Can pytorch track gradient like this?

Cho · May 16, 2019, 10:30am

In my forward function, I resize and concatenate 2 output from 2 LSTM, then I put this concatenated tensor into a connected network with Relu and Sigmoid. I am wondering whether Pytotch is able to track gradient after I resize and concatenate the output from 2 LSTM. Since even the loss is decreasing after back propagation, but the accuracy on the test set is not improving.

        output_allhiden_1,(final_hidden_state_1,final_cell_state_1)=self.LSTM_1(input_1)
        output_allhiden_2,(final_hidden_state_2,final_cell_state_2)=self.LSTM_2(input_2)
        final_hidden_state_1=final_hidden_state_1.view(num_layers,batchsize,-1)
        final_hidden_state_2=final_hidden_state_2.view(num_layers,batchsize,-1)
        concat=torch.cat((final_hidden_state_1[num_layers-1],final_hidden_state_2[num_layers-1]),dim=1)
        output_p=self.output1(concat)
        tanhoutput=self.relu(output_p)
        output_p2=self.output2(tanhoutput)
        sigput_p2=self.sig(output_p2)

leowalkling · May 19, 2019, 8:58pm

torch.cat and index_select are definitely not blocking your gradients, what you’re doing in the methods not shown could, however.
Btw, output_allhiden_1 will be identical to the hidden state of the last layer, and the layout of the hidden state should rather be treated as implementation detail of LSTM).

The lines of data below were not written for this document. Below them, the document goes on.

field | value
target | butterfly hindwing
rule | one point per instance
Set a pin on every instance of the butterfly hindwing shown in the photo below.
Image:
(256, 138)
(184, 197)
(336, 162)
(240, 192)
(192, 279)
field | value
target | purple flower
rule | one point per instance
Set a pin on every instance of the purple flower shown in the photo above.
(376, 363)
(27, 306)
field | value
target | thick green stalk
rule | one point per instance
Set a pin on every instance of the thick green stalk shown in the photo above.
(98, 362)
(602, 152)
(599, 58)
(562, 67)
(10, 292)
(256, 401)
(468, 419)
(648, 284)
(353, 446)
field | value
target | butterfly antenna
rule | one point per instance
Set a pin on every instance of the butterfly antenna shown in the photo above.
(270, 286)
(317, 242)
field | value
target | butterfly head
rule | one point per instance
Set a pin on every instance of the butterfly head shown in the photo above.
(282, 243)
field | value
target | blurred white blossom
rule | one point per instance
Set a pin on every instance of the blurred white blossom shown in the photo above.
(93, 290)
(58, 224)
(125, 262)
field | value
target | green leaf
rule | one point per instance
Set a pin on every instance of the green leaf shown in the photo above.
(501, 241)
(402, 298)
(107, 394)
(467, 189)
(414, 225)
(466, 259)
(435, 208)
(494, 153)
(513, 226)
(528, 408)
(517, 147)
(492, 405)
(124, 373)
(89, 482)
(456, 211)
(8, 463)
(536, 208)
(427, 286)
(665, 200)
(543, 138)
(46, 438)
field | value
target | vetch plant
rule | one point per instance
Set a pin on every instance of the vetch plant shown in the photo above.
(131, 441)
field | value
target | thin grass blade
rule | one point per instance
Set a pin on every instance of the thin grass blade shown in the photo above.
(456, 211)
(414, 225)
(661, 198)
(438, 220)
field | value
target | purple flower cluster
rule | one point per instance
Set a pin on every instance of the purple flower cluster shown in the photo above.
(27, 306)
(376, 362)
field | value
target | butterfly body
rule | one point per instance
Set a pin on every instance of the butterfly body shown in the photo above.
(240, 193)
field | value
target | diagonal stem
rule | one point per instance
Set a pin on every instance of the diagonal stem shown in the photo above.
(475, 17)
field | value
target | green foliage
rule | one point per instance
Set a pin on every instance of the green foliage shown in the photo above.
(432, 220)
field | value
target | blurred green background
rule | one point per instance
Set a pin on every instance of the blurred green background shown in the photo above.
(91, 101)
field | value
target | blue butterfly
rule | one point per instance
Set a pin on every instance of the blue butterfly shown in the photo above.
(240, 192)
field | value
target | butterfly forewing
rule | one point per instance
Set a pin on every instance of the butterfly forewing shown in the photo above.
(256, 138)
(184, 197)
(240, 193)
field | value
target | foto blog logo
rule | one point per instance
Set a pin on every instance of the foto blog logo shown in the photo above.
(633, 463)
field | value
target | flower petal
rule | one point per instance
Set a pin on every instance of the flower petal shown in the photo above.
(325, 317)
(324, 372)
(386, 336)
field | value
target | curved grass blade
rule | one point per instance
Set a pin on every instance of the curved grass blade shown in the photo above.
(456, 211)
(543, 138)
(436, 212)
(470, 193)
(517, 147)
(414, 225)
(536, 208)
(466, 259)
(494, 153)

You can easily test this yourself:

import torch
from torch import nn
from torch import autograd as ta

self = type("Net", (torch.nn.Module,), {})()
self.LSTM_1 = nn.LSTM(3, 40, 2)
self.LSTM_2 = nn.LSTM(3, 40, 2)
input_1 = torch.randn(5, 1, 3)
input_2 = torch.randn(5, 1, 3)
output_allhiden_1, (final_hidden_state_1, final_cell_state_1) = self.LSTM_1(input_1)
output_allhiden_2, (final_hidden_state_2, final_cell_state_2) = self.LSTM_2(input_2)
# No need to reshape, shape should already be (num_layers, 1, hidden_size)
# final_hidden_state_1 = final_hidden_state_1.view(num_layers, 1, -1)
# final_hidden_state_2 = final_hidden_state_2.view(num_layers, 1, -1)
assert (output_allhiden_1[-1] == final_hidden_state_1[-1]).all().item()
concat = torch.cat((output_allhiden_1[-1], output_allhiden_2[-1]), dim=1)
concat.sum().backward()
for n, t in self.named_parameters():
    if t.grad is not None:
        print(n, ": ", t.grad.var().item())